OPINION: Mandating vaccines disrupts personal responsibility

AP

FILE – In this Thursday, Feb. 11, 2021 file photo, pharmacy technician Sochi Evans fills a syringe with a Pfizer-BioNTech COVID-19 vaccine at Texas Southern University in Houston. Coronavirus cases are continuing to decline in the U.S. after a winter surge. Researchers at Johns Hopkins University say the seven-day average of new coronavirus cases in the country dropped below 100,000 on Friday, Feb. 12 for the first time since November 4. (Brett Coomer/Houston Chronicle via AP, File)

DePaul announced Tuesday it will require students to be vaccinated against Covid-19 in order to attend in-person classes for the upcoming fall quarter. 

Let me start with a disclaimer: This article is not meant to dissuade people from getting the vaccine. I’ve already gotten my first dose, and I encourage everybody to get the vaccine as soon as you are able to. 

That being said, it is your own personal responsibility to protect yourself. It is not the university’s job to make choices about our personal well-being on our behalf. Their role should simply be to provide us with the resources to make an educated choice and to go get vaccinated. 

According to the Kaiser Family Foundation, a non-profit and non-partisan public health policy group, American vaccine supply will most likely eclipse demand sometime within the next month. This means that every American who wants the vaccine will have had the opportunity to get both doses by July. Their estimates are based on data from the CDC.
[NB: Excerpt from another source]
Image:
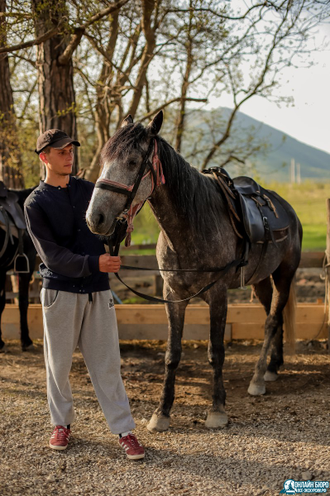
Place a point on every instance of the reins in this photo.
(114, 250)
We must not postpone a return to normal until everyone is vaccinated; the cutoff must be once everybody has been offered the opportunity to be vaccinated. If a return to normal is dependent on a large portion of the population being vaccinated, those who choose to not get vaccinated promptly will hold up openings for those who took initiative to do so.
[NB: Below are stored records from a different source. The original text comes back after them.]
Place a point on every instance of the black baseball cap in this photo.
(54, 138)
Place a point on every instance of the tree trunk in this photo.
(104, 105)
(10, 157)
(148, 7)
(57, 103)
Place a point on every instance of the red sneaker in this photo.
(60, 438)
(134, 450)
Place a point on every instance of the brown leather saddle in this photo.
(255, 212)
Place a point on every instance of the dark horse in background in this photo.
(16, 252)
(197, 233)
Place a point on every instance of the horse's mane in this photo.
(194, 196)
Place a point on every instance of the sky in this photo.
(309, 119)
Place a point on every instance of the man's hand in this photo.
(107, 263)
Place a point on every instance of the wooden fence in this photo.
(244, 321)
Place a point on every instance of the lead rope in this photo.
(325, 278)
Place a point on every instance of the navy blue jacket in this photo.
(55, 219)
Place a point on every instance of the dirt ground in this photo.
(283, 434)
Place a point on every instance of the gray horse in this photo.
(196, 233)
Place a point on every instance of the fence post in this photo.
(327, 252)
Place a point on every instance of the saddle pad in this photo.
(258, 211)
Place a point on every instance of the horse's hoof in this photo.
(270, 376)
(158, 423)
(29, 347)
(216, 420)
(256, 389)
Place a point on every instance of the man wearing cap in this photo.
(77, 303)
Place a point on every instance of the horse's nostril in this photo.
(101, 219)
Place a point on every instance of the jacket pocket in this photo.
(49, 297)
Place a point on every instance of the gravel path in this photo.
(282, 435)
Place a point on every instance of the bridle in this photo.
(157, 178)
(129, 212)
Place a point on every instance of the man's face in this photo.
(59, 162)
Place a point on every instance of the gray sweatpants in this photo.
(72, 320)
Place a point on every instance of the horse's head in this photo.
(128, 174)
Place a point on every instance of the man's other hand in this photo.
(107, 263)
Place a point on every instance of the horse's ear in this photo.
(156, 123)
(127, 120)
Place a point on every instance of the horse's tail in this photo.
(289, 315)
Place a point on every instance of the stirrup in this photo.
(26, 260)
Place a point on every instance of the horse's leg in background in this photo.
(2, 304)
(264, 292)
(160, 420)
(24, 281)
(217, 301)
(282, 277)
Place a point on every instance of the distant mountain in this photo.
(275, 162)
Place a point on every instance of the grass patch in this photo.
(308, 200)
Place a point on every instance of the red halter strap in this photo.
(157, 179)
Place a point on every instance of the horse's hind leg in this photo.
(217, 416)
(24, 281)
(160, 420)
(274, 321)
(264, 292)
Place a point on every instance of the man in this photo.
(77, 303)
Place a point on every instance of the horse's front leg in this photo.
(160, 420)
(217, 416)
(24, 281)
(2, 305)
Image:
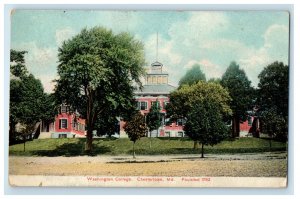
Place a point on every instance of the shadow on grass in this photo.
(174, 151)
(72, 149)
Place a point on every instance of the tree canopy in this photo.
(273, 89)
(96, 71)
(241, 92)
(205, 124)
(204, 105)
(192, 76)
(183, 99)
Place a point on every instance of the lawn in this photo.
(123, 146)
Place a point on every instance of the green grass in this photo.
(160, 146)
If somebody chooses not to protect themselves against the virus, that is their own personal choice. They are also not risking the well-being of those around them, as the only people at risk of contracting Covid-19 are those who have chosen to not get vaccinated themselves. 

The only people not yet eligible nationwide are children under 16, a group that has extraordinarily low risk of Covid-19, and also are extremely rarely attending a University. While some with specific chronic diseases and allergies are unable to get the vaccine for medical reasons, this population is so small that it is of little relevance to the University’s fall plans.

Students should be entrusted to make these risk assessment decisions based on their own individual circumstances and levels of risk.

Craig Klugman, head of the Covid-19 task force at DePaul, said “even with mandatory vaccines, we will be requiring masking and distancing per public health guidelines. DePaul will also continue requiring use of the Campus Clear app each day a person comes to campus.”

Klugman also said “all three approved vaccines are 100 percent effective at preventing death and hospitalization. Pfizer and Moderna are about 94 percent effective and Johnson & Johnson is 76 percent effective at preventing infection in a vaccinated person, meaning that there is still a risk of being infected.” 

The CDC is still monitoring data to determine whether or not vaccinated people can spread the virus at any meaningful rate. However, an Israeli study awaiting peer review reported by The Washington Post has indicated that vaccinated people are 90 percent less likely to transmit the virus when compared to unvaccinated people.

Infections do not matter if there is no risk of serious health issues. Let us not forget that lockdowns were not intended to stop the spread of Covid-19, but to keep our case numbers at a level our hospital system can handle.

If there is no chance of a severe case of Covid-19 among vaccinated people, what use is there in these sorts of precautions? If people are not getting seriously sick upon being vaccinated, then we should not treat this any different than any other common sickness, such as the common cold or the flu. 

Masks, distancing and Campus Clear are all fine, but for a true incentive to make responsible choices, should our university, and society as a whole, not encourage the return to normal that is perfectly safe upon doing so? 

The bottom line is that students should make decisions based on their own ability to assess personal risk. Mandating vaccines is unnecessary, as those who wish to be protected from the virus will simply go get vaccinated and those who don’t will not.

DePaul has decided that it is their job to make decisions on the behalf of students about their personal well being. While that is their right as a private university, 

By enforcing these strict measures for fall quarter, they are telling students that they know best, hindering students’ opportunity to make the mature decisions they should be accustomed to as young adults.